— Думаю, что так, — неохотно согласился Десмонд.
— Вам будет легче самому перебраться в Лондон, когда будет организован институт, чем перетаскивать институт к себе, — сказал я. — Во всяком случае, насколько я понимаю, вы единственный человек, который может спасти эту идею, и боюсь, что единственная возможность спасти ее — это создать институт в Лондоне. И, уж конечно, это усилит ваши собственные позиции.
— Конечно, — сказал Десмонд. Он уже снова был счастлив.
— Остин, естественно, должен будет поддержать вас. Бедняга Константин тоже поддержит и не будет возражать, что прошла не его структура. Ведь он сам сказал, что лучше любая структура, чем ничего. И тогда другие… ну, они не в счет, и вы победите.
— Фейн, — глава Десмонда затуманились, — может по-прежнему смотреть крикет и мешать людям что-либо вообще делать. Фейну мы можем сказать — убирайся!
— Вы можете, — сказал я, — и благодарить вас за это будет не только комитет.
Мы выпили еще немало виски. Он рассказал мне несколько сальных анекдотов, задыхаясь от восторга. Он рассказывал анекдоты о немецких профессорах с немецким акцентом. Он очень быстро напился и стал рассказывать похабные анекдоты о немецком профессоре с немецким и американским акцентом. Я отвез его на вокзал, и он едва-едва успел на поезд.
— Почему вы не переедете в Оксфорд? — спрашивал он меня из окна вагона. — На постоянное жительство. Молодая кровь. Оживить колледжи. Старые колледжи. Вот что им нужно, нашим старым колледжам.
Я заметил, что обычно он говорил об Оксфорде «колледжи», а теперь, расчувствовавшись, стал называть их «старыми».
— Вы переедете в Лондон и оживите все — и институты и все, что угодно, — сказал я.
Поезд тронулся, и он еще долго энергично и бестолково махал рукой.
5
Теперь положение дел прояснилось. Я мог, конечно, полагаться на Константина; Десмонд и Фейн всегда будут в противоположных лагерях, вероятно, Десмонд будет на моей стороне, хотя он был слишком скользкий, чтобы на него можно было положиться. Но я думал, что если Десмонд найдет какой-нибудь другой более выгодный для него вариант, то Фейн будет за нас. Во всяком случае, он не будет в столь резкой оппозиции, а это уже даст реальный выигрыш. Ведь открытый враг может легко сбить с толку большинство неустойчивых друзей.
В итоге получалось два голоса против двух. Все будет зависеть от Остина, и я устроил так, чтобы меня пригласили к нему на обед. Сколько времени прошло с тех пор, как я был здесь в последний раз, вспоминал я, шагая по улице в Кенсингтоне. Сколько прошло с тех пор, как я встретил здесь Одри! Восемь лет! Память об этих днях была жива во мне, но не волновала меня. Не взволновался я даже тогда, когда за обедом леди Остин сказала:
— Вы знаете, что Одри Теннант вышла замуж два или три года назад? Вы ведь были дружны с ней в колледже, доктор Майлз?
— Да, я хорошо знал ее, — ответил я.
Потом я добавил:
— Ее муж тоже мой друг. Он был моим однокурсником.

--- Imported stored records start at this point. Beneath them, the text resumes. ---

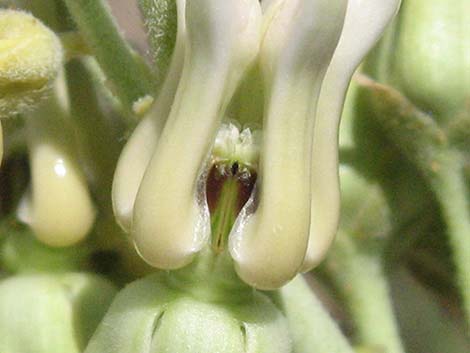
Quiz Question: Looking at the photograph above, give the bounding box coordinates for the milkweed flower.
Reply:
[113,0,399,289]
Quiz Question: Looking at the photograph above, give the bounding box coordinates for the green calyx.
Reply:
[85,273,292,353]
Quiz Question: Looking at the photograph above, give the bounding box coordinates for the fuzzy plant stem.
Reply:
[274,275,354,353]
[357,76,470,323]
[64,0,153,112]
[429,150,470,324]
[328,233,404,353]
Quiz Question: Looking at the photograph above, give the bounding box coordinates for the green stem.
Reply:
[273,276,353,353]
[327,233,404,353]
[357,76,470,322]
[64,0,153,112]
[429,150,470,322]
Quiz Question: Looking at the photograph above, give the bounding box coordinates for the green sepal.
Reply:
[85,273,292,353]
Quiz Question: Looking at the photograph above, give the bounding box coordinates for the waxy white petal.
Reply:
[230,0,347,289]
[131,0,261,269]
[112,0,186,232]
[302,0,400,271]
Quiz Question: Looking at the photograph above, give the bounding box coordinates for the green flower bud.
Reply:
[0,273,115,353]
[85,273,292,353]
[0,9,63,118]
[374,0,470,121]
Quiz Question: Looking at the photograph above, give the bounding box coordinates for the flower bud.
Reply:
[375,0,470,122]
[0,273,115,353]
[0,9,63,118]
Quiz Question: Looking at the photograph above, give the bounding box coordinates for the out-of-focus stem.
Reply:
[64,0,153,112]
[327,232,404,353]
[429,150,470,323]
[276,276,353,353]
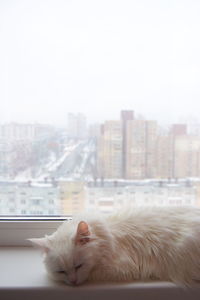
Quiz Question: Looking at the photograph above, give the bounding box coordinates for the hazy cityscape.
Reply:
[0,110,200,216]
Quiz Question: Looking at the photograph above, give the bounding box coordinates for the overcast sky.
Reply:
[0,0,200,124]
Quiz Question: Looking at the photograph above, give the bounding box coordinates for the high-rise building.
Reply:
[171,124,187,136]
[125,120,157,179]
[174,135,200,178]
[97,121,122,178]
[121,110,134,178]
[67,113,87,139]
[125,120,146,179]
[155,135,174,178]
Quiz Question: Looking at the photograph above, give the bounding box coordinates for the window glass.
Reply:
[0,0,200,216]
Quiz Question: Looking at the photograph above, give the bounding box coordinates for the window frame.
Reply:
[0,216,72,247]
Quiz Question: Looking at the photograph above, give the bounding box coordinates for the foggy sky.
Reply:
[0,0,200,124]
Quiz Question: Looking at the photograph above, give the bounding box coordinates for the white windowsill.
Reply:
[0,247,200,300]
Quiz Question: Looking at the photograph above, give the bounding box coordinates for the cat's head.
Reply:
[30,221,99,285]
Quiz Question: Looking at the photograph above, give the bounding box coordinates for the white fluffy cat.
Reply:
[28,207,200,285]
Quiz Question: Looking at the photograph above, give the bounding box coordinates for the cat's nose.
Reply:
[70,279,77,285]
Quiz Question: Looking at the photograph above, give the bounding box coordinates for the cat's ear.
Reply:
[28,237,50,253]
[75,221,90,245]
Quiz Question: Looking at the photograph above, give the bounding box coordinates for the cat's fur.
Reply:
[31,207,200,285]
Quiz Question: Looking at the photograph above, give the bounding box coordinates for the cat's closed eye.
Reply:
[56,270,66,274]
[75,264,83,271]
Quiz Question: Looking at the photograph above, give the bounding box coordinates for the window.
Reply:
[0,0,200,241]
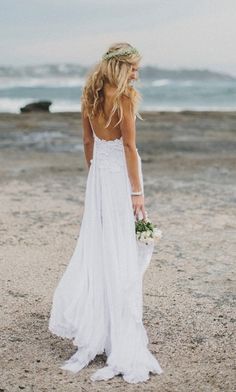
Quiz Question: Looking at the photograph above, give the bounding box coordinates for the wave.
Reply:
[0,77,84,90]
[0,98,236,113]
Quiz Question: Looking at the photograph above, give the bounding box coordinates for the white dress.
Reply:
[49,116,162,383]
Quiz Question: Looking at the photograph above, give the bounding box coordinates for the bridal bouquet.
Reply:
[135,213,162,245]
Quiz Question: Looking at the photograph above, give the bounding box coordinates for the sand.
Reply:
[0,112,236,392]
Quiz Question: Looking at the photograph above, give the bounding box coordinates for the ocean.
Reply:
[0,64,236,113]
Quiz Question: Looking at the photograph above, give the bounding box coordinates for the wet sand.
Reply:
[0,112,236,392]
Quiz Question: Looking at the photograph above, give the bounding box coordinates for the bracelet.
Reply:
[131,191,143,196]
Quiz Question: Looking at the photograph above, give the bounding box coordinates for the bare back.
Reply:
[90,85,122,140]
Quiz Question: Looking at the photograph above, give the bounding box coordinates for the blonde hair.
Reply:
[81,42,142,128]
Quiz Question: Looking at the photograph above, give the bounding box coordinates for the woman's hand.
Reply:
[131,195,146,220]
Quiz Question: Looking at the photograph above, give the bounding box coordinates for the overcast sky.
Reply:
[0,0,236,75]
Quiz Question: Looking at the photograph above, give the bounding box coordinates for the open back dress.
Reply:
[49,115,162,383]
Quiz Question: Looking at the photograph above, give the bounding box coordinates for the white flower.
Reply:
[153,227,162,239]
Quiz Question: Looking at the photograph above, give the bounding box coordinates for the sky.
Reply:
[0,0,236,76]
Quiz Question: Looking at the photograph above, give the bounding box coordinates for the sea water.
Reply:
[0,65,236,113]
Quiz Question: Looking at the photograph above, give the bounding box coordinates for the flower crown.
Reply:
[102,47,139,60]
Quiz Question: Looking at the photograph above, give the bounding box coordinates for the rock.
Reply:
[20,101,52,113]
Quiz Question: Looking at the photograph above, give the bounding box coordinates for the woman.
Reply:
[49,43,162,383]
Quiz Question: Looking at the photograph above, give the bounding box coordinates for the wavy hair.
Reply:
[81,42,142,128]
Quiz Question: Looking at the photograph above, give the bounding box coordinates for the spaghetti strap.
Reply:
[49,106,163,383]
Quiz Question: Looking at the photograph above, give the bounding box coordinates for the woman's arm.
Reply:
[81,110,94,168]
[120,96,142,192]
[120,96,146,219]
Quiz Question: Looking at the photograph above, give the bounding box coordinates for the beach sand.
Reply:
[0,112,236,392]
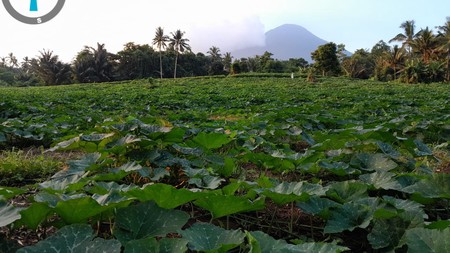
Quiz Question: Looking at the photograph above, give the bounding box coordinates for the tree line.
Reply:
[312,17,450,83]
[0,17,450,86]
[0,27,308,86]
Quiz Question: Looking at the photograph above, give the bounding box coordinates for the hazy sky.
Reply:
[0,0,450,62]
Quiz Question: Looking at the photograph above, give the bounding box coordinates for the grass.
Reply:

— Да что вы? — спросила леди Остин. — Я всегда считала Одри очаровательной девушкой.
— Она весьма очаровательна, — сказал я, — и умница.
— Мы довольно давно уже ее не видели. Вероятно, вы тоже?
— С год или что-то в этом роде.
Нет. С того дня, как мы встретились и она просила меня развеять ее скуку, а я не рискнул. А может быть, с того, когда она сообщила мне, что выходит замуж, и из жалости в последний раз легла со мной в постель. Нет. Воспоминания больше не ранят меня, они не выходят за те рамки, которыми я их ограничил.
— Меня ужасно интересует, когда же мы наконец будем праздновать вашу свадьбу, доктор Майлз, — сказала леди Остин.
Она всегда ко мне хорошо относилась, даже в те времена, когда у меня порой хватало глупости объяснять пожилым дамам вопросы послевоенной политики и проблемы литературы после эпохи короля Эдуарда. Встретив ее теперь после многих лет, я обнаружил, что охотно слушаю леди Остин и что она мне симпатична. Я вспомнил, как давным-давно мы с Одри говорили о ней, вспомнил наш юношеский решительный и крутой приговор. Я уже не мог смеяться с былым жаром, в котором смешивались жестокость и негодование по поводу того, что мир развивается не по законам логики: снобизм и сознание своего низкого происхождения — все это переполняло нас с Одри, когда мы смеялись над рассказом о визитных карточках в Австралии. Теперь я спустился с высот осуждения и обнаружил, что леди Остин мне приятна.
— Мою свадьбу! — сказал я. — Не так скоро, я думаю.